Due sfumati personaggi, dai tratti poetici a volte clown, seguendo il suono evocativo di un carillon, ci accompagnano in un viaggio musicale e associativo sulle orme del tempo. Li vediamo alle prese con semplici magie, minute danze, la nascita inusuale di un fiore. Si inseguono e si incontrano, a volte giusto in tempo a volte fuori tempo, perché il tempo si sa non è una cosa sola.
oh tempo oh tempo
tic e tac tic e tac
il tempo mai si sa, chissà cosa sarà fra cra cra
il tempo viene e va e mai si fermerà ssshhhhhh
il sole del mattino si sposa nel giardino
l'autunno con le foglie, l'inverno poi le toglie eh eh eh il verde è primavera l'estate poi si avvera
si affaccia la mattina tina tina tì
e quando viene sera la luna si fa sfera
tempo ... e uno e due e tre
magia ...
Cos'è il tempo? Un quesito a prima vista innocuo, ma che vanta pagine e pagine di elucubrazioni filosofiche. Difficile darne una definizione condivisa. Sicuramente il tempo ha a che fare col movimento, che sia un suo attributo o una sua derivazione e senza il movimento non ci sarebbero né il tempo né la danza. Per questo motivo - e per le innumerevoli associazioni d'idee che fa scaturire - abbiamo deciso di utilizzare questo tema come territorio di ricerca e come tramite fra il mondo degli adulti e quello della prima infanzia.
I bambini sono, innanzitutto, abitanti del presente. Si muovono all'interno di una situazione e ne esplorano le possibilità. Non conoscono ancora il tempo, le sue promesse e le sue angherie. Noi adulti, invece, lo conosciamo fin troppo bene, mentre scandisce i ritmi a volte tragici, a volte comici della nostra quotidianità. Due mondi lontani ed estranei, agli antipodi. Una prerogativa perfetta per conoscersi e per imparare gli uni dagli altri.
Il tempo è intorno a noi, ci siamo dentro, non possiamo separarcene e neppure sbarazzarcene ma se nel frattempo desideroso di intrattenermi con una magia mi concedessi il lusso di perder tempo, sarebbe un ingannare il tempo?

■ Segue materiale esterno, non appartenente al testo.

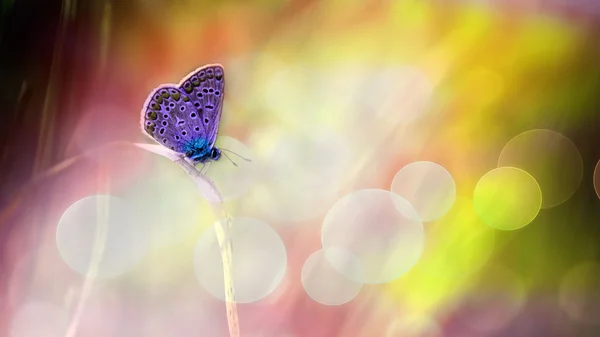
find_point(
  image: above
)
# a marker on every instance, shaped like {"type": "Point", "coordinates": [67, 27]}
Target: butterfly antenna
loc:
{"type": "Point", "coordinates": [234, 164]}
{"type": "Point", "coordinates": [237, 154]}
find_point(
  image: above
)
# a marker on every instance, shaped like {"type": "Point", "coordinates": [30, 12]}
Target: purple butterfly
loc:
{"type": "Point", "coordinates": [185, 117]}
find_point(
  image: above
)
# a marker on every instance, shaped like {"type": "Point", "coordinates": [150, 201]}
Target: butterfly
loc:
{"type": "Point", "coordinates": [185, 117]}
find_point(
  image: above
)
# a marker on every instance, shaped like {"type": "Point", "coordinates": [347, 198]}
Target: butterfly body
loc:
{"type": "Point", "coordinates": [185, 117]}
{"type": "Point", "coordinates": [200, 151]}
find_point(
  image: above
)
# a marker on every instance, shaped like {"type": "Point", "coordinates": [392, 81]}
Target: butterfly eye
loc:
{"type": "Point", "coordinates": [187, 87]}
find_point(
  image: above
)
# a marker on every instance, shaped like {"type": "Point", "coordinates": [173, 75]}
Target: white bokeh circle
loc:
{"type": "Point", "coordinates": [100, 236]}
{"type": "Point", "coordinates": [231, 181]}
{"type": "Point", "coordinates": [381, 229]}
{"type": "Point", "coordinates": [428, 186]}
{"type": "Point", "coordinates": [551, 158]}
{"type": "Point", "coordinates": [326, 285]}
{"type": "Point", "coordinates": [259, 260]}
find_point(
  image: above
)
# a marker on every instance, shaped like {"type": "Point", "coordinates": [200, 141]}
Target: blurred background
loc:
{"type": "Point", "coordinates": [419, 168]}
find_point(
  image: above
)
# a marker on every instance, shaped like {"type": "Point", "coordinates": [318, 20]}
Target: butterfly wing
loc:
{"type": "Point", "coordinates": [170, 118]}
{"type": "Point", "coordinates": [205, 87]}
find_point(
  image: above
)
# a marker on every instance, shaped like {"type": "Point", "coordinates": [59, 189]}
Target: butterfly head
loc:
{"type": "Point", "coordinates": [215, 154]}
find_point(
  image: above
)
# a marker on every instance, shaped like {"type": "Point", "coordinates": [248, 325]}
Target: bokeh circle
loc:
{"type": "Point", "coordinates": [428, 186]}
{"type": "Point", "coordinates": [551, 158]}
{"type": "Point", "coordinates": [507, 198]}
{"type": "Point", "coordinates": [326, 285]}
{"type": "Point", "coordinates": [100, 236]}
{"type": "Point", "coordinates": [381, 229]}
{"type": "Point", "coordinates": [259, 260]}
{"type": "Point", "coordinates": [579, 294]}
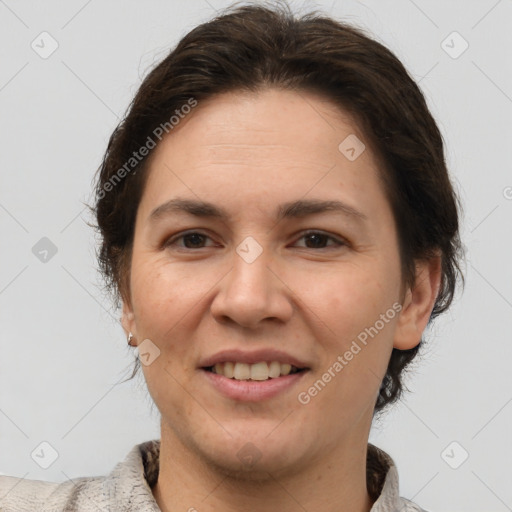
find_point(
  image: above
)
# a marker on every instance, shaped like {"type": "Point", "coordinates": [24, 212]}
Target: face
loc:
{"type": "Point", "coordinates": [316, 288]}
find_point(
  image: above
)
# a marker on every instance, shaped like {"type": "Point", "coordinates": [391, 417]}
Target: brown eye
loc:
{"type": "Point", "coordinates": [318, 239]}
{"type": "Point", "coordinates": [191, 240]}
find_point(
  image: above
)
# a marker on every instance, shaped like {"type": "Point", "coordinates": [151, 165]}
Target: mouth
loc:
{"type": "Point", "coordinates": [261, 371]}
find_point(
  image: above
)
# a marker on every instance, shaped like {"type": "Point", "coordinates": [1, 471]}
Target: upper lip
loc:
{"type": "Point", "coordinates": [251, 357]}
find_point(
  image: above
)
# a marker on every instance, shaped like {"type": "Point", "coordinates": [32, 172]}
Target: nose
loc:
{"type": "Point", "coordinates": [252, 293]}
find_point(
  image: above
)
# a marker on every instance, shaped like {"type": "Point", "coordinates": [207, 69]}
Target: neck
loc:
{"type": "Point", "coordinates": [332, 483]}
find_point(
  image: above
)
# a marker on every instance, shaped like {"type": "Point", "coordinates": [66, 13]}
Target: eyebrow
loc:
{"type": "Point", "coordinates": [292, 209]}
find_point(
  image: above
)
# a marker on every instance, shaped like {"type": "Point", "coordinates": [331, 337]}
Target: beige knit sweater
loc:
{"type": "Point", "coordinates": [128, 487]}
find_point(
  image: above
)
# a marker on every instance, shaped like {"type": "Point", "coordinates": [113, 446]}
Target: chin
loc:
{"type": "Point", "coordinates": [253, 458]}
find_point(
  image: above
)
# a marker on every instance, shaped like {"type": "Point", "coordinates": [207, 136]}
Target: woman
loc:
{"type": "Point", "coordinates": [279, 224]}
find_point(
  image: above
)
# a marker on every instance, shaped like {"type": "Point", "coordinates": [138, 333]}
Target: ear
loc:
{"type": "Point", "coordinates": [128, 320]}
{"type": "Point", "coordinates": [418, 304]}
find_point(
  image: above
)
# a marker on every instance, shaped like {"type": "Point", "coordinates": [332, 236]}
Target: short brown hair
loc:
{"type": "Point", "coordinates": [252, 47]}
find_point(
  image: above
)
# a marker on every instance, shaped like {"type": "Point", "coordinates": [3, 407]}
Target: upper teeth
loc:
{"type": "Point", "coordinates": [258, 371]}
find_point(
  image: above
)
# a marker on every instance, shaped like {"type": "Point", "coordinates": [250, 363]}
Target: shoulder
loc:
{"type": "Point", "coordinates": [383, 483]}
{"type": "Point", "coordinates": [127, 487]}
{"type": "Point", "coordinates": [409, 506]}
{"type": "Point", "coordinates": [17, 494]}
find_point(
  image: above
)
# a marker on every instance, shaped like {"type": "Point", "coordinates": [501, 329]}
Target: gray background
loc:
{"type": "Point", "coordinates": [63, 352]}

Al tempo del lavoro lascio la precisione del secondo, se lo spacco è per giocoso contrattempo, oscillo per cascare in un tempo sospeso, se lo inseguo non mi porta ne avanti ne indietro, ma a guardare il mondo da dentro una pausa.
Sappiamo far nascere un fiore senza un seme, senza la terra, senza l'acqua o addirittura in poco tempo?
Se lo sapessimo fare sarebbe una magia.
TARDITO/RENDINA
La compagnia nasce dall'incontro dei danzatori/coreografi Federica Tardito e Aldo Rendina‚ provenienti da una riconosciuta esperienza professionale come interpreti con coreografi quali Raffaella Giordano‚ Giorgio Rossi‚ Roberto Castello‚ Anna Sagna‚ Claude Coldy‚ Georges Appaix e Pierre Byland. Tratti dell’esperienza artistica e formativa li accomunano: un passato di nomadismo professionale‚ ma soprattutto il desiderio di confrontarsi con la creazione d’autore.
Nasce così, nel 1999‚ con il sostegno dell’Associazione Sosta Palmizi/MiBAC‚ Gonzago’s Rose‚ un duo in cui il linguaggio della danza abbraccia quello teatrale‚ colorando di ironia e tragicità una scoppiettante storia d’amore. Diventa subito uno spettacolo di culto‚ invitato a numerosi festival in Italia e all’estero.
Dopo altre esperienze separate con artisti diversi‚ quali Pierre Byland‚ Gianni Amelio‚ Sandro Carnino e Louis Nero‚ il sodalizio artistico si consolida con un nuovo progetto‚ che nasce con il nome di Creazione nel 2004.
Parallelamente alla frequentazione della scena‚ la compagnia conduce un’attività pedagogica con lo scopo di approfondire e trasmettere il piacere di osservarsi drammatici e sorprendersi ridicoli.
Federica Tardito e Aldo Rendina sono artisti associati dell’Associazione Sosta Palmizi/MiBAC.